Lay on extra levels of ultra-depression, because that's what gets you awards.
7 July 2022
Warning: Spoilers
A typical "kitchen sink" drama, but made the Balkan way, meaning with even bigger doses of unnecessary depression and with the obligatory nonsense that predictably occurs near the end of the film. Raise your hands, anyone who didn't know that everything would end very badly for the main characters. Are there any such people in the audience at all? Does this movie even have an audience?

Two idiotic scenes really help destroy this anyway already mediocre movie. The first one is when some lawyer stereotype gets into Ristovski's taxi and Ristovski informs him that he is not driving anymore, that he is finishing for the day. Well, then, if his working hours were over, why did he open the door to a passenger in the first place? Even more stupid is the passenger replying to Ristovski by calling him a "moron" - which really is moronic. Very forced abnormal/immoral behavior - as if the idiocy that Paskaljevic prepared for the viewer just a few minutes later weren't enough.

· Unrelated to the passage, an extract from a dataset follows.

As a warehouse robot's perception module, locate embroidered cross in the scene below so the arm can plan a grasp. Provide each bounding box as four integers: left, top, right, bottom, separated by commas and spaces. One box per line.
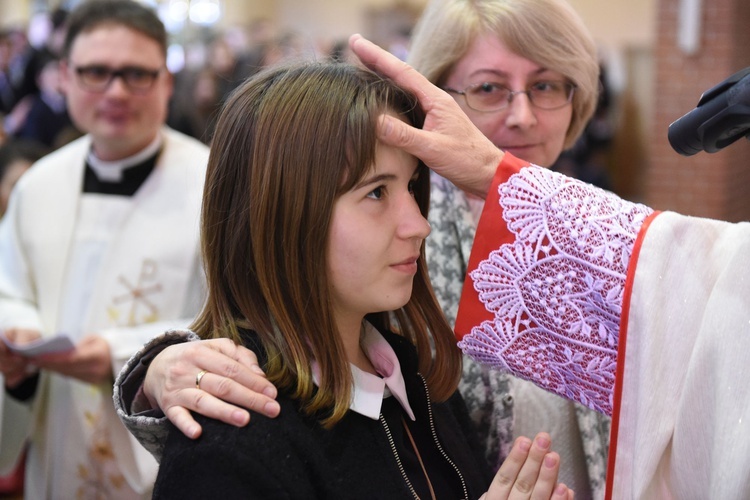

Namely, Ristovski's wife is killed in a scene completely devoid of logic, a totally nebulous scene worthy of some cretinous low-budget thriller. An ex-lover (or whatever) comes to her place and offers her flowers. She rejects him, and then he STABS her with a KNIFE, immediately, without any warning, without any attempts to talk to her, not even a word. Who comes to reconcile with a person, bringing over a bouquet of roses - and a knife? ("I'll bring the flowers, of course, but just in case I believe a knife should come in handy too.") Ask Paskaljevic and Ristovski, they are responsible for this very frivolous script.

Then Ristovski takes an autistic girl to some shack, in order to put a bullet through her and then himself. She however leaves the car, goes somewhere. Where? Sorry, no clue. Coz that's where the movie ends.

So the film delivers its extremely negative ending, its predictably negative ending, because we already know in advance how these morose dramas end when a Balkan director is in charge: at least one main character must be killed. Still, Paskaljevic was quite "ambitious" so he wondered if he should kill off all of the main characters in a short period of time, similarly to what occurs in "Taxi Driver".

Generally, Paskaljevic has a habit of killing off the main characters at the end of the film, because I guess the man doesn't have a lot of imagination, so he thinks that only such drastic, overly dramatic endings have enough "cinematic power" to help him get a few more awards at the usual inept European festivals. I suppose he might have learned that from Shakespeare, I really don't know. This is anyway a mega-cliché in Serbian films that the main characters get knocked off at the end, and that nearly always implies, if not outright proves, that the writer was struggling how to end the story. It's just plain laziness.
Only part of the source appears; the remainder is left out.